# Contraction of rubber

As was shown earlier in this TLP, the entropy change of an elastomer when it is stretched is given by:

\[\Delta S = - \frac{1}{2}Nk(\lambda _1^2 + \lambda _3^2 + \lambda _3^2 - 3)\]

This can be simplified when the shape change is uniaxial extension, when the extension ratios in the transverse directions must be equal:

λ_{1} = λ_{2}

since there is no volume change, λ_{1}λ_{2}λ_{3}
= 1, and hence

\[{\lambda _1} = {\lambda _2} = \frac{1}{{\sqrt {{\lambda _3}} }}\]

Therefore:

\[\Delta S = - \frac{1}{2}Nk\left( {\frac{2}{{{\lambda _3}}} + \lambda _3^2 - 3} \right)\]

From

F = -T (dS/dL)

we have

\[F = \frac{{kTN}}{{{L_0}}}\left( {{\lambda _3} - \frac{1}{{\lambda _3^2}}} \right)\]

This leads to an expression for the nominal tensile stress:

\[\sigma = \frac{F}{{{A_0}}} = \frac{{kTN}}{{{V_0}}}\left( {{\lambda _3} - \frac{1}{{\lambda _3^2}}} \right)\]

Experimental data fits this theory well, except at high extensions when the chains reach maximum extension, causing the stiffness (gradient of plot) to increase greatly.

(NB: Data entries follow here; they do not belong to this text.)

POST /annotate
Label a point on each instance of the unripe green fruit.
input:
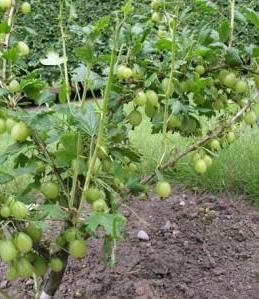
(82, 165)
(124, 72)
(20, 132)
(56, 264)
(2, 126)
(23, 49)
(50, 190)
(99, 205)
(25, 268)
(241, 87)
(187, 85)
(40, 167)
(152, 98)
(5, 4)
(23, 243)
(97, 166)
(140, 99)
(8, 251)
(215, 145)
(157, 17)
(218, 105)
(10, 123)
(231, 137)
(256, 78)
(163, 189)
(208, 160)
(200, 166)
(92, 194)
(14, 86)
(196, 157)
(250, 118)
(19, 210)
(5, 212)
(135, 118)
(40, 266)
(77, 249)
(34, 232)
(26, 8)
(222, 75)
(230, 80)
(200, 69)
(156, 4)
(133, 167)
(71, 234)
(174, 122)
(242, 103)
(167, 88)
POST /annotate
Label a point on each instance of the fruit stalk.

It is therefore possible to estimate the chain segment density of a rubber, if the extension under a particular load is known. An example of such a calculation is given below:

### Worked Example Calculation

A mass of 0.2 kg is suspended from a piece of rubber. The rubber is initially 10 cm long and has a circular cross section, of radius 2 mm. When the system equilibrates after the mass is attached, the new length of the rubber is 20 cm. The experiment is done at 298 K. Calculate the chain segment density in the rubber.

#### Solution

The equation we need is:

\[\sigma = \frac{F}{{{A_0}}} = \frac{{kTN}}{{{V_0}}}\left( {{\lambda _3} - \frac{1}{{\lambda _3^2}}} \right)\]

The cross-link density is N/V_{o}. Rearranging the above equation gives us:

\[\frac{N}{{{V_0}}} = F/{A_0}kT\left( {{\lambda _3} - \frac{1}{{\lambda _3^2}}} \right)\]

We can now calculate the force and cross-sectional area:

F = m g = 0.2 x 9.81 = 1.962 N

A_{0} = πr^{2}
= π x (0.002)^{2} = 1.26
x 10^{-5} m^{2}

Putting these values into our starting equation gives:

\[\frac{N}{{{V_0}}} = \frac{{1.962{\rm{N}}}}{{1.26 \times {{10}^{ - 5}}{{\rm{m}}^2} \times 1.38 \times {{10}^{ - 23}}{\rm{J}}{{\rm{K}}^{ - 1}} \times 298{\rm{K}} \times \left( {\frac{{0.2}}{{0.1}} - {{\left( {\frac{{0.1}}{{0.2}}} \right)}^2}} \right)}} = 2.17 \times {10^{25}}{{\rm{m}}^{ - 3}}\]

Therefore there are 2.17 × 10^{25} chain segments per m^{3}.